NAZI FETISHISTS AND BONDAGE FREAKS OUTRAGED AFTER K-POP AND NAZIISM GET IT ON AGAIN
Sowon, one of the six women in the popular K-pop group GFriend, came under fire after posting two flirty photos with a Nazi soldier mannequin. While the singer, whose birth name is Kim So-Jung, quickly deleted the photos off her Instagram page, fans demanded an apology.
The 25-year-old South Korean artist is the leader of the girl group, and users online expressed their disappointment that Sowon would not only playfully pose with a Nazi figure, but then share photos of the moment with her 818,000 followers on Instagram.
It is hard to say what a blow this is for gay Nazi fetishists and bondage freaks, who for many years have seen the death-tainted jackboots, peaked caps, death's head insignia, and Hugo Boss uniforms of Naziism as their "special thing."
As they were a boy band, the gay Nazi community was only mildly pissed off that time, and a compromise looked possible.
But the waters have been further muddied by the intervention of J-Pop and other allied pop movements, although "allied" may be the wrong word when they are clearly much more like "the Axis."
In Japan too Third Reich paraphernalia is innocently regarded as "kawaii" (cute), while the Swastika mark is just regarded as a Buddhistic lucky charm, rather than a nihilistic symbol of ultimate evil and mass murder.
In fact, almost every East Asian country just can't get enough of that Hugo Boss Third Reich look.
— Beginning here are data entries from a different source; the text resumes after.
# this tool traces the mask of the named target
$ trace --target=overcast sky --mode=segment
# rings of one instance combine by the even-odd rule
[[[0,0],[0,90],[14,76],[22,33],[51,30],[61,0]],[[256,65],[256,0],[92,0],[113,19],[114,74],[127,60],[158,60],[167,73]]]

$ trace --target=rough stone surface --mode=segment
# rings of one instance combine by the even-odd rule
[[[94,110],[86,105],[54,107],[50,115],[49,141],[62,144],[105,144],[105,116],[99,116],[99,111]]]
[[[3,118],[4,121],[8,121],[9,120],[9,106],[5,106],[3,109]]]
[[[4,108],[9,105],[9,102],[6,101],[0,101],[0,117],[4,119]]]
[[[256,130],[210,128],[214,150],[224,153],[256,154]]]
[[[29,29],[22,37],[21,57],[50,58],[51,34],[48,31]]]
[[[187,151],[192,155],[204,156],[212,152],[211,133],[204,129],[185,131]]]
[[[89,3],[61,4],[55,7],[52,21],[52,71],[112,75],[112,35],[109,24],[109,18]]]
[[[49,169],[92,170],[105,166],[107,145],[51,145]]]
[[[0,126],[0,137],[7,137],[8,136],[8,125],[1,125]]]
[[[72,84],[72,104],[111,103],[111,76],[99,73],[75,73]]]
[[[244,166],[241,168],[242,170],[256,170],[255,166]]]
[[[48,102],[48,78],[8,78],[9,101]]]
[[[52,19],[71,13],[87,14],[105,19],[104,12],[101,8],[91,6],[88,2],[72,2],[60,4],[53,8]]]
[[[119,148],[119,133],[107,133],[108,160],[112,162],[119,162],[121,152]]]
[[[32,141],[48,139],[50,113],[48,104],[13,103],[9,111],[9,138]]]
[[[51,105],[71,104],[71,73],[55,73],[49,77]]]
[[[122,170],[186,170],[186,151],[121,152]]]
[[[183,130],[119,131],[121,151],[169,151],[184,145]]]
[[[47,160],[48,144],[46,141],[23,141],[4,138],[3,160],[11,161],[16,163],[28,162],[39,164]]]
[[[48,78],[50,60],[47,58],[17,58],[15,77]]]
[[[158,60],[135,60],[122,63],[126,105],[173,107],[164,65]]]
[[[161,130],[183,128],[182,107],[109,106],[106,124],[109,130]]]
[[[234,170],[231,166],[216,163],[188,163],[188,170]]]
It may even be necessary to build a few hundred more holocaust museums!
But, don't expect this to go away just because some Jewish organisations in America (quite rightly, in the opinion of Trad News) hyperventilate over it.
In fact, the instant viral reaction that this sort of thing gets on snowflake social media will probably prompt a lot of other up-and-coming K-Pop and Asian bands to try it out.
Otherwise ignored Thai band BNK48 basking in the glow of instant publicity
All you have to do is "apologise" once you have successfully reaped all the free publicity, and then you can take it to the bank. The only real solution is to deplatform all K-Pop, and then close down the entire internet. Forever.